Canadian Flag Acadian Flag USA Flag Atlantic Green UK flag
Go to the HOME page -
1968 Dunstall Atlas
David Comeau updated April  2008
General Dunstall background

Project Background
This picture below, was taken at the British Motorcycle Meet in April of 1981. 13 years old already. It is the original blue gelcoat fiberglass. The little tail section cubby hole cover missing at this point. I will be trying to restore it to this cosmetic appearance/style as it likely left the factory. The bike is now in the process of restoration. A full series of measurements will be performed  to verify it's specifications.

photo courtsey of Calvin Vitale, owner of the bike at that time.

Now a year later, in spray can metallic green, this image was  taken at the 1982 INOA Bar Harbor Maine rally. It was said to be an extremely fast bike, and was noted for it's tire smoking burn outs.  The engine internals are like so many pieces of  polished jewelry.  Very impressive! Concentric Amal carbs and points/coil ignition. F&R 19" Boranni rims. Exhaust has balance pipes. The large diameter Rickman single disc brake was one of the types used by the Dunstall racing effort in 67-68 seasons. Probably much more of a real brake than the Dunstall dual disc show pieces. It's nickel plated frame is seen already in rusting blisters.
1968 Dunstall Atlas
Photo courtsey of Jeff Santere, NENO member & 1982 rally participant

 A look down the intake ports  these are  32mm ports but the valve pocket porting is not the same as later combats.
The springs looked like S&W type and were heavily shimmed. Stock keepers, the inlet valves were 63gm. VS 71gm. stock.
Exhaust was a PD part#,  running in bronze guides.
 left side rockers  Almost hard to believe the level of craftsmanship, I have seen some modern attempts to duplicat these, that are pale in comparison.
>Found to have .090" above deck GPM pistons, # 734  DUNSTALL. The rings were slightly worn and would have been OK, but I had new rings and put them in. this would make the compression close or above combat commando levels.
Dunstall Trivia-cam profiles
 Dunstall cam -PD04ZC >This cam profile is in my Dunstall atlas, it is shown advanced, exactically as installed in the engine.   This same profile was also in my  hot rodded  71 commando (Dunstall equipment).

 Dunstall cam-PDR2 Believed to have come out of a later 810 commando, roller bearings and pressure oil feed to lobes.
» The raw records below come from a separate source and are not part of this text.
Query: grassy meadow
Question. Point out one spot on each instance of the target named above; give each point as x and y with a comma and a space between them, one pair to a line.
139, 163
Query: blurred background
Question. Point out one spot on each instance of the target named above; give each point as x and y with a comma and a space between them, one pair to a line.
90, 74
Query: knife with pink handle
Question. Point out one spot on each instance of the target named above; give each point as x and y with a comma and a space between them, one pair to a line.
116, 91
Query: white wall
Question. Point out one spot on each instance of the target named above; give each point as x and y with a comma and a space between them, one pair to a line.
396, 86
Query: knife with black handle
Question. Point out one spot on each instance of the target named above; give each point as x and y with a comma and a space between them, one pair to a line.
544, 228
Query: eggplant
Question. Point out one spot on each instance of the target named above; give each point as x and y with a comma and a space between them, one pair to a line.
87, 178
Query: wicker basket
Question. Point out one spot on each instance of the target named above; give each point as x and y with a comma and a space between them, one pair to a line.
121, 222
The lifters upon inspection looked reasonablely OK, except for the fact that the lightening process left a weak area. This area is between the hole drilled and the slot, where it is at it's thinnest. ALL 4 lifters were cracked at this point. The norton lifters are 73.3 gm. and the modified ones are 69.0 gm. It doesn't seem to be worth lightening the lifters if they can't take the strain. After all the cam is not that severe.!
 Dunstall modified lifters

primary, clutch and gearbox appeared to be stock norton

swing arm
>Now ready for  stripping of the nickel/chrome plating. After stripping,  the top front chain guard holder will need repairing due to the chain damage.
swing arm

Cyanide stripped TOTALLY  clean of all copper, nickle and chrome.
Then top front chain guard holder was repaired
Next, I had tig-welded up about 12 major rust pit areas on the right hand tube, and ground and filed back to flush.
Additional 2nd pass of about 8-10 additional welded areas, ground and filed back to flush.
The swing arm was then submitted to Bay State Chrome (now out of business or under a new name) for plating only.
The swing arm is very nice.

>Shown here is the bare rusty frame. The broken tabs for the oil tank and head steady need to be repaired.
rusty frame

The broken tabs were repaired.
The frame was submitted to partial sand blasting in a cabinet.
The extremeties could not be reached. what I call the rusting runners under run the original nickle/chrome plating. When sand blasted, the chrome nickle eventually breaks open exposing the rust. The rust has expanded up and away from the steel tube, since rust is larger than it's steel  base metal origin. Sandlasting breaks open the moleing and leaves a pit, edged by razor sharp flaps over the cleaned out rust pits. A fair ammount of the center part of the frame was cleaned. Cleaned pits being the result.
Some of the frame tubes were blasted and some were not. Much moleing was left. My  sand blasting attempt was not thorough, so an expensive but a completely effective cyanide strip was decided on, similar to the swing arm strippping.
Unfortunately the FRAME didn't get the stripping and cleaning of the swing arm.
The frame was found to NOT have been cyanide stripped as paid for, since there was still evidence of old residual chrome and the moleing that I was desparately trying to get rid of. $600 was wasted with this disreputable company.

>Below is the 19" rear Boranni rim showing the unconventional cross 1 pattern. Nortons usually used a cross 2 pattern.